I think about this kind of thing a lot these days now that I don’t have a "career" presently.
You hit the nail on the head here, on how in difficult times it becomes clear that the business of caring is all that matters:
"I love cooking for us. I love feeding Justin three nourishing meals each day as he rebuilds his physical and mental strength. I love tending our gardens and making herbal kitchen concoctions and taking care of our home.
In my best moments, I recognize that over the past five months, I’ve cared for Justin in deep and personal ways that can’t be quantified in dollars or measured in metrics. I stood by him through an unpredictable roller coaster of emotions, symptoms, and life changes that could have flattened us, could have torn our relationship apart.
I’ve shown my strength and my courage through trials I never could have imagined, and I’ve held our life together in a way that goes far beyond paying the bills."
(It also makes me think of this wonderful essay, which I wish I wrote.) https://courtney.substack.com/p/the-art-of-care-mostly-disappears?publication_id=20922&isFreemail=true
The part about your ASMR work really touched my heart. It made me think back to a time many, many years ago when Cody and I had started a web business. It was The Plan, and it all made perfect sense. It was what we Were Destined To Do, we had the talent and drive, a good idea, and the support of family and friends.
We put time and energy and love into and it basically got ignored despite our best efforts. When we weren't finding success we pivoted to make the site free, since everything on the internet was going that way. But we just couldn’t get that fickle popularity traction, even though we worked hard at it. We started with a small amount of investor money from friends and family. Nothing on the order of an actual startup but a significant amount at that time in our lives. That was stolen, in its entirety, by an unscrupulous lawyer who padded his fees for writing some basic documents for us and then disappeared (after threatening to *double* our invoice amount if we tried to dispute the cost). It was stupid and unfair and people tended to assume we were responsible for it happening somehow (even though the lawyer came recommended from a family friend), which stung even more.

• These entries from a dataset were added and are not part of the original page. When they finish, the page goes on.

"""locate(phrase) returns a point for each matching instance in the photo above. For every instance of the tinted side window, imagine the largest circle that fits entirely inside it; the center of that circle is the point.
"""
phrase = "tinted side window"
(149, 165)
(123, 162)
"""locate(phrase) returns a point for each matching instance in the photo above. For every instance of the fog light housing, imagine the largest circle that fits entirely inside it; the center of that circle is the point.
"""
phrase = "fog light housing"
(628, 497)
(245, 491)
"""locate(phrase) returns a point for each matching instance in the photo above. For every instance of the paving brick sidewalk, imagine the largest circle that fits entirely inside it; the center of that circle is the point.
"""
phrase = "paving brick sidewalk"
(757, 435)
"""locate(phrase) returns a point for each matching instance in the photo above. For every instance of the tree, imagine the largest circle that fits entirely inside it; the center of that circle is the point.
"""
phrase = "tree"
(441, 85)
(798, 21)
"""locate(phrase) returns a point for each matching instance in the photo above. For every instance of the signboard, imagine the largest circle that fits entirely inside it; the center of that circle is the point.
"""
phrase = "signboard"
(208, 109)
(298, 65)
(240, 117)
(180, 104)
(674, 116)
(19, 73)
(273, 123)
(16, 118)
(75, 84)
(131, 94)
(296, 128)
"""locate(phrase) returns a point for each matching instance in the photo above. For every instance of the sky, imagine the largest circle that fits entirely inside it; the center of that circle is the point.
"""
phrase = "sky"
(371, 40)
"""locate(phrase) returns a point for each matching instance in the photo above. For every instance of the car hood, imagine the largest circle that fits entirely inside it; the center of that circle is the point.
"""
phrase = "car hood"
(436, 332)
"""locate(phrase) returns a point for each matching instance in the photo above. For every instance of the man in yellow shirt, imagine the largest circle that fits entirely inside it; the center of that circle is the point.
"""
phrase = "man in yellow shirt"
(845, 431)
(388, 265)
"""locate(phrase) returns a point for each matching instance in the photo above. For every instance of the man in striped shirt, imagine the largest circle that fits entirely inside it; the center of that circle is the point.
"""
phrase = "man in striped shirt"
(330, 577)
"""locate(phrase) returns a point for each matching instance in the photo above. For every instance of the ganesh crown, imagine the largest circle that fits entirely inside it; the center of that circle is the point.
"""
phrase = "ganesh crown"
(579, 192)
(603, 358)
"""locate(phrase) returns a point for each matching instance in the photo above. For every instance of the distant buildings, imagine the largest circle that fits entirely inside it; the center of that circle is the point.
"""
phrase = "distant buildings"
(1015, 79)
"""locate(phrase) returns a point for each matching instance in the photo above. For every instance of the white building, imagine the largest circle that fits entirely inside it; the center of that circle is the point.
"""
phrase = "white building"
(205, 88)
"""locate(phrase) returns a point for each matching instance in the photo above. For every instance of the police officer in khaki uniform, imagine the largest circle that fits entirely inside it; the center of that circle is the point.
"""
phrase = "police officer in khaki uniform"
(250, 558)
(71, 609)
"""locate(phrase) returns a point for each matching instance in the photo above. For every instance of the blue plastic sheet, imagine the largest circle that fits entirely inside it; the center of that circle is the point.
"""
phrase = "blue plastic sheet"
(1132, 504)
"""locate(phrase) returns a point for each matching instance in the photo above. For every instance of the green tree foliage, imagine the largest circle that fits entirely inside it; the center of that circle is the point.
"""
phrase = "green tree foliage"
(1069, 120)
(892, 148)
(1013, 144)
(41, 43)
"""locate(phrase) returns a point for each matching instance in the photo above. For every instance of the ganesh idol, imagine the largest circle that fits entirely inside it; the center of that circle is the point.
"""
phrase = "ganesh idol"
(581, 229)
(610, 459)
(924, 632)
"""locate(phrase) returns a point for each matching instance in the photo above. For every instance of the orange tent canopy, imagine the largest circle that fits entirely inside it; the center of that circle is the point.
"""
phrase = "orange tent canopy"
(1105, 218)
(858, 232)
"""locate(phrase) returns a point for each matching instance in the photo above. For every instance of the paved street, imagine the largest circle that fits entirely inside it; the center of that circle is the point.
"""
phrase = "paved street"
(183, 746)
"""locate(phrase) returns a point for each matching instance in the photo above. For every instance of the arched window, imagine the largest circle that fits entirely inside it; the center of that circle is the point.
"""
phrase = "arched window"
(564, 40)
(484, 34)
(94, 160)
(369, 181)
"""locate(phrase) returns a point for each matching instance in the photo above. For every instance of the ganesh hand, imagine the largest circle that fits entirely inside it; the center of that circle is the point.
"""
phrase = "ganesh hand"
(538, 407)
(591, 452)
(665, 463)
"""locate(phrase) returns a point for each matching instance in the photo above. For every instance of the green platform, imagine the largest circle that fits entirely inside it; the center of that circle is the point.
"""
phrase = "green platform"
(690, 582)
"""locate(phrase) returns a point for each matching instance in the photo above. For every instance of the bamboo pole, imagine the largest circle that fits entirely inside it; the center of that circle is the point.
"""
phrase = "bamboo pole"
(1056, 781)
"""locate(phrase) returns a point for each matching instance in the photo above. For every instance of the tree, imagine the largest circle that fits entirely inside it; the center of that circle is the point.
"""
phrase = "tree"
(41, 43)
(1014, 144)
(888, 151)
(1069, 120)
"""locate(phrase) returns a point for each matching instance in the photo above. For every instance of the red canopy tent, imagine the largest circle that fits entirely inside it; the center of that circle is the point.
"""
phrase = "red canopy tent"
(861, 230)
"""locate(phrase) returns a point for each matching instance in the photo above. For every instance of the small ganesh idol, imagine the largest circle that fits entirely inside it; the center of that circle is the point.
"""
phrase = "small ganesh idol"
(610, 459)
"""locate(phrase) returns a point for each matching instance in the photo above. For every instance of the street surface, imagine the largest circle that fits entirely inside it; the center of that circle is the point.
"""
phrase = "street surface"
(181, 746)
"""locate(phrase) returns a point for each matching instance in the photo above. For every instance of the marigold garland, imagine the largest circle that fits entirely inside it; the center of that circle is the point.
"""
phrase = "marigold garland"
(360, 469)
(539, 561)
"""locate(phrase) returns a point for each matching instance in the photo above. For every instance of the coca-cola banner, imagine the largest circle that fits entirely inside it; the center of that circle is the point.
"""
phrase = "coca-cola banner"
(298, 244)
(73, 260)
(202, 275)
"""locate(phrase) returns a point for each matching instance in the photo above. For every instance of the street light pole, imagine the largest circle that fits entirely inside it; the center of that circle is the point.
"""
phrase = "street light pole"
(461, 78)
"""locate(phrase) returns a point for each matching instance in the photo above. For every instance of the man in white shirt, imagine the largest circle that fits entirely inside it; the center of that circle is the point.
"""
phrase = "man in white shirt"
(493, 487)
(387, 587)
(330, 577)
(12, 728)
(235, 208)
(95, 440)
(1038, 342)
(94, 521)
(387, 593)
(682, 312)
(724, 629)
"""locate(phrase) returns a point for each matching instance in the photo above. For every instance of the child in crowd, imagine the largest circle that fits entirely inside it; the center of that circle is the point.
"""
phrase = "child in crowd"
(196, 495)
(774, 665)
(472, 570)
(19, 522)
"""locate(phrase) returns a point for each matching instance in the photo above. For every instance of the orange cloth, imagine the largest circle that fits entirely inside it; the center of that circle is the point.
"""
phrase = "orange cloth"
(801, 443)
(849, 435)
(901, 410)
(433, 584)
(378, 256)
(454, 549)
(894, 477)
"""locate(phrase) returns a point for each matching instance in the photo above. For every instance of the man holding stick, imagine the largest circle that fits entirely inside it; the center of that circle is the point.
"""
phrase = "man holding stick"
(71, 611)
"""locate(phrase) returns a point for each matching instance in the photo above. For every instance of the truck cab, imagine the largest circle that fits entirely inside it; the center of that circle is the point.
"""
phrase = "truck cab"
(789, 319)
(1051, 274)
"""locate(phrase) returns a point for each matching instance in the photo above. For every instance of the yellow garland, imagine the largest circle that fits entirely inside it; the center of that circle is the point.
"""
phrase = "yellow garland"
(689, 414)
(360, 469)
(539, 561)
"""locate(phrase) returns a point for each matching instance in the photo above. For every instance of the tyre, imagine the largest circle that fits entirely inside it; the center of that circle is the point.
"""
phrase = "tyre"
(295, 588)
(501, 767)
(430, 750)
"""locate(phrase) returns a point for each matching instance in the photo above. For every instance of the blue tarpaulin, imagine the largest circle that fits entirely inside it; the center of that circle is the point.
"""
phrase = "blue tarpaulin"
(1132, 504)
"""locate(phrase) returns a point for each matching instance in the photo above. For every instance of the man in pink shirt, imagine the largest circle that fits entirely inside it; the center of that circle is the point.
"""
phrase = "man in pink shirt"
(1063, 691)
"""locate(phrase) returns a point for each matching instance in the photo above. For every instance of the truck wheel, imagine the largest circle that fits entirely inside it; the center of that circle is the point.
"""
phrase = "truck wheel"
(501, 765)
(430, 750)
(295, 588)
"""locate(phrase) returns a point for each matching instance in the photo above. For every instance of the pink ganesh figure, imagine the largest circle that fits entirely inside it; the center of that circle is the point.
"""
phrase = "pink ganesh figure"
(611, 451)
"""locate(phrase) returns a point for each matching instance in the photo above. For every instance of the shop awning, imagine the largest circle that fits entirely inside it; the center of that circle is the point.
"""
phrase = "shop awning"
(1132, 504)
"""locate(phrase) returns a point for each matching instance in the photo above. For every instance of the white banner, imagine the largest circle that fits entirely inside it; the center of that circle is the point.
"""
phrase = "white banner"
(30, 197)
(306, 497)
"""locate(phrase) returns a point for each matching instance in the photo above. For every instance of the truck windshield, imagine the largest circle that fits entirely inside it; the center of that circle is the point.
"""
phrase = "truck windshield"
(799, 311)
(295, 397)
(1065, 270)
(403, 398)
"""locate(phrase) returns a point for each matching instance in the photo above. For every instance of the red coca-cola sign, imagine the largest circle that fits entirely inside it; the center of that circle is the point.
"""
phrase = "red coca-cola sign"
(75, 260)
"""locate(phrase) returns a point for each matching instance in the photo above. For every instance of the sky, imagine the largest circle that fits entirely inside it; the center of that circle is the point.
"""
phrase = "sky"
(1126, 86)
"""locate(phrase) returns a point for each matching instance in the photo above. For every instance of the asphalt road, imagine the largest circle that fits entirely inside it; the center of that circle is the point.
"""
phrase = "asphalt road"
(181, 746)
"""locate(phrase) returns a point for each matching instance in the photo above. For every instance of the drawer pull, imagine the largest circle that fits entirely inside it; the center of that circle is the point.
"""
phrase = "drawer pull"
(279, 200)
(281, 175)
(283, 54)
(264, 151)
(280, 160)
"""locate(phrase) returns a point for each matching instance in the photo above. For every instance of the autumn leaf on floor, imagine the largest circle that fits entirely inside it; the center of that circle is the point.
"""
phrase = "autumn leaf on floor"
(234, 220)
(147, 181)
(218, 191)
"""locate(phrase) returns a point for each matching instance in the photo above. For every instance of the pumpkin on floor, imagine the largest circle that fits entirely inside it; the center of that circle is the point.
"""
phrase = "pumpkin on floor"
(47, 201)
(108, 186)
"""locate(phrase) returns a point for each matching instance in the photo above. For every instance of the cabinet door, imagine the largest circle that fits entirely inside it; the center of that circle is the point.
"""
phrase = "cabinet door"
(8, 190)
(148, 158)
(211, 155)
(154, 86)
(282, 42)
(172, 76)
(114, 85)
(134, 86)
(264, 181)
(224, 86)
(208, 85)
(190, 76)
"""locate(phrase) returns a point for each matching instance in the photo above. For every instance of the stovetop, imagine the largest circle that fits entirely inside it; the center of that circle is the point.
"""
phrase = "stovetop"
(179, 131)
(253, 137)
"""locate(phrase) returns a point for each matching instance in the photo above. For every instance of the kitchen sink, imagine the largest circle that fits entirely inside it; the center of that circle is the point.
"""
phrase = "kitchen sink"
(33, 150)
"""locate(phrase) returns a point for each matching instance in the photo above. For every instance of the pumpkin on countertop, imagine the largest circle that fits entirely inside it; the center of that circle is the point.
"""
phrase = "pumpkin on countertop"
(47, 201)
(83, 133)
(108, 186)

But the point is -- it failed.
I tell this story here in solidarity because I know how deeply it can hurt when The Plan falls apart.
After some years of reflection on it my thoughts are: fuck internet things.
Just kidding. Sort of. But I guess I see a lot of the bad side of the Internet (and adult life in general) as being not so different from high school popularity. It's fickle and unfair, and worse in some ways because we're told that stuff is all over once you become an adult.
And just like high school, what really matters is having a small circle of close friends with whom you form deeper relationships. As you said here:
"…I love making my simple, cozy, heartfelt relaxation videos that provide me with a creative outlet and bring calm and comfort to people, people who are real and important and matter, people who are more than numbers ticking upwards on a screen. "
This is exactly right. But still, I have to work at reminding myself of this fact because there's always that little voice that says shouldn't you just be able to be successful if you are likable and smart and try hard enough? If your writing was really good, wouldn’t your substack "take off"?
That's The Plan talking. So I have to keep reminding myself, it seems, that living life -- with all that entails -- really is enough.
Love to you, and deep appreciation for this post.